Творчество Беккета носит подчеркнуто эксперименталь­ный характер. Его художественная природа определяется не отражением жизни во всей полноте и неповторимости ее конкретных проявлений, а моделированием закономер­ностей бытия, в которых предельно растворяется все кон­кретное. За исключением самых ранних, произведения Бек­кета — это своего рода сгустки реальности, в которых доминируют абстрагирующие и универсализирующие тен­денции. Необходимо лишь помнить, что абстракция зиж­дется на реальном опыте, пережитом человечеством в XX веке.

В 70 — 80-е годы художественный мир беккетовской про­зы и драматургии существенно изменился. Комическое отошло в нем на второй план, однако эта потеря компенси­руется усилением лирического начала. Кроме того, в по­следних вещах явственно обозначилось движение героя навстречу «другому», примером чего может служить «Об­щение». Движение это, конечно, минимально.
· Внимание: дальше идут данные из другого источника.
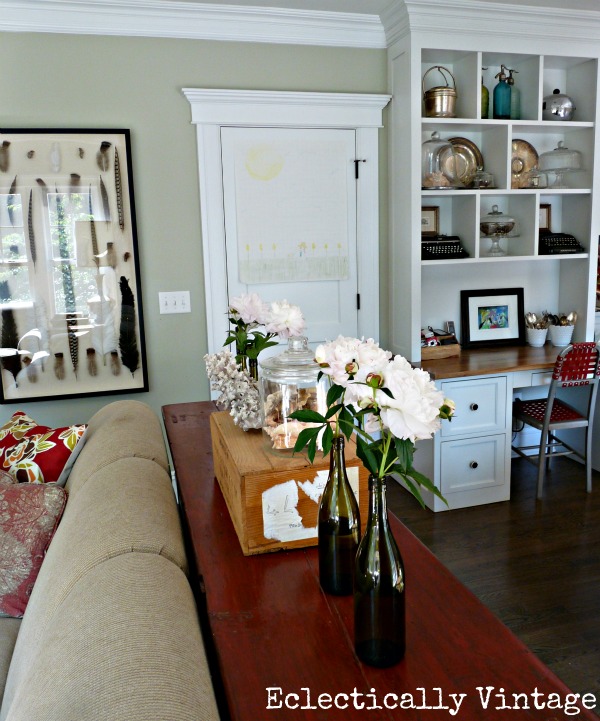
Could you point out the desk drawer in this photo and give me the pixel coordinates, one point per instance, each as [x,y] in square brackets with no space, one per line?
[480,406]
[473,464]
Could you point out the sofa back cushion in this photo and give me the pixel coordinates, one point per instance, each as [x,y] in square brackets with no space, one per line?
[121,429]
[126,507]
[125,644]
[9,629]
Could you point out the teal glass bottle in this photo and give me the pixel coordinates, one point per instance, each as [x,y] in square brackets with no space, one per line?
[379,587]
[338,526]
[502,97]
[515,97]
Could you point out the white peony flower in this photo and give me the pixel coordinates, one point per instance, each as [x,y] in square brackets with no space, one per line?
[285,319]
[413,412]
[349,362]
[250,308]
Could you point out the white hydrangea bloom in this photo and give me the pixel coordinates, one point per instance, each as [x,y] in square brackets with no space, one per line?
[238,391]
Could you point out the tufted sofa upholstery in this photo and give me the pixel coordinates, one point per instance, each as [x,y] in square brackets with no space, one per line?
[111,631]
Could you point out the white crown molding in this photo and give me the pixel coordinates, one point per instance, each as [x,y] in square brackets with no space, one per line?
[532,20]
[205,21]
[251,107]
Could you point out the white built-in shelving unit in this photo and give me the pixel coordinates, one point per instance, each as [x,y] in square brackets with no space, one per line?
[428,292]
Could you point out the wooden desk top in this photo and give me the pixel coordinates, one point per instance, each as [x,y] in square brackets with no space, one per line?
[273,628]
[486,361]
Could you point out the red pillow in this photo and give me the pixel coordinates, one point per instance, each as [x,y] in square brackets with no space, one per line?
[29,515]
[38,454]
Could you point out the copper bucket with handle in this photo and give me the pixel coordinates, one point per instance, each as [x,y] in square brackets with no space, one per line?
[440,101]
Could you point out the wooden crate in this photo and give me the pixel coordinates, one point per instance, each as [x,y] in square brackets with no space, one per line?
[273,499]
[440,351]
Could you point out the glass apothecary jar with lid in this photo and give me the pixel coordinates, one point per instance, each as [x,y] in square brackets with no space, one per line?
[289,382]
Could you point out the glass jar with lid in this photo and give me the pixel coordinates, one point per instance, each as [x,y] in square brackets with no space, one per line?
[561,160]
[496,225]
[289,382]
[438,166]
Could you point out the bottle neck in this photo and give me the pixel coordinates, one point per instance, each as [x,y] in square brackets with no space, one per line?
[337,459]
[377,501]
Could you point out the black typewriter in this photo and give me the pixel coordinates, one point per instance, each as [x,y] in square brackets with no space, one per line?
[559,244]
[442,247]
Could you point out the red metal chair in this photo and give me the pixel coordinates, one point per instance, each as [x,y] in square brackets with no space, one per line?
[576,366]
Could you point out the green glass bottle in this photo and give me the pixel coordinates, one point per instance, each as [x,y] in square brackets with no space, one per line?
[339,526]
[379,597]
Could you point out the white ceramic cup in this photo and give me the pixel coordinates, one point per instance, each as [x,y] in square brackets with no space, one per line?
[560,335]
[536,337]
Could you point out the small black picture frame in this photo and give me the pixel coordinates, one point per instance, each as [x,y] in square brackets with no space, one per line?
[492,317]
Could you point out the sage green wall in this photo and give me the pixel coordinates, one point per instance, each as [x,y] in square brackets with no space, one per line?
[91,81]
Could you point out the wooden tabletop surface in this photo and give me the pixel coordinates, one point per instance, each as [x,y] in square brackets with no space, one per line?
[285,648]
[485,361]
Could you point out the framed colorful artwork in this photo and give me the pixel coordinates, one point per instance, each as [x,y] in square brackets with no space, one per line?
[492,317]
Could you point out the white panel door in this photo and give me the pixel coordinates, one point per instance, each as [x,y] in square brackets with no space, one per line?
[290,221]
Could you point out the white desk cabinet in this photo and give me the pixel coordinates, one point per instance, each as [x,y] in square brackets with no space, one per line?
[469,458]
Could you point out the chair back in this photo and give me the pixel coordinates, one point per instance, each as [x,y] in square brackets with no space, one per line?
[577,365]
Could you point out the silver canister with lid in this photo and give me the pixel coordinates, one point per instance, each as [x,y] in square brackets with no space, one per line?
[289,382]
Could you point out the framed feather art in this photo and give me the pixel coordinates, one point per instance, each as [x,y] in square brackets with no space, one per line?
[70,295]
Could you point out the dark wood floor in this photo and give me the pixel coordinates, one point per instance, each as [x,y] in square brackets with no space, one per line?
[535,564]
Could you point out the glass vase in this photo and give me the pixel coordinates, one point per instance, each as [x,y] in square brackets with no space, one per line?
[339,526]
[379,595]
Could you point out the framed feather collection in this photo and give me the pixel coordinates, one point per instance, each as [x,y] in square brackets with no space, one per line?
[70,297]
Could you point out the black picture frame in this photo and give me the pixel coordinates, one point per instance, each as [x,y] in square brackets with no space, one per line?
[70,291]
[492,317]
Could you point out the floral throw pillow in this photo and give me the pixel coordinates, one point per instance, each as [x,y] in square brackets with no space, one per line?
[6,479]
[29,516]
[32,453]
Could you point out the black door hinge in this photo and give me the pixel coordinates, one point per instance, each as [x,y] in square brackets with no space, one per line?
[356,162]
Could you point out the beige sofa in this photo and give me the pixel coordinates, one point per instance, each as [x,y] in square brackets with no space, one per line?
[111,631]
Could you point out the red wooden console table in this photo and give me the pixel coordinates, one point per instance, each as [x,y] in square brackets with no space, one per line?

Оно замкнуто сферой сознания и не может быть преобразовано в дей­ствие, однако оно расширяет границы обозначенного Бек­кетом мира.

Погрузившись в него, можно увидеть в скрупулезном изучении писателем жизни, сведенной к некоему минимуму, поиски смысла бытия, постичь который страстно стреми­лись герои классического романа XIX в. В универсуме Беккета герои ни к какому познанию не стремятся. Их задачи берет на себя автор, ставящий вопрос необычайно остро: если есть смысл в существовании, его надо обнару­жить на том уровне, где не действенны соблазны и по­верхностные обманы жизни, даруемые талантом, любовью, знанием или стремлением к славе. Жизнь предстает ого­ленной, сведенной к элементарнейшим проявлениям, ко­торые мы склонны называть жалкими. Беккет видит их иначе — его мир не знает жалости. В этой-то редуцирован­ной жизни парадоксалист Беккет и находит смысл: это есть сама жизнь. Вызовом беспощадной жестокости мира звучат слова Беккета: «Я не могу продолжать — я про­должу», давшие заглавие одной из его книг.

Сущность беккетовского открытия прекрасно раскрывает высказывание Поля Валери об особом состоянии — «тоске жизни». «Я разумею под этим... — пояснял он, — не тоску преходящую; не тоску от усталости, не тоску, чье начало известно, и не ту, чьи пределы видны; но тоску совершен­ную, тоску чистую — тоску, чей источник не в горе, не в немощи, ту, что уживается с самым счастливым на вид уделом, — одним словом, такую тоску, у которой нет иного содержания, кроме самой жизни, и нет иной причины, кроме ясновидения живущего. Абсолютная эта тоска есть, в сущности, не что иное, как жизнь в своей наготе, когда она пристально себя созерцает».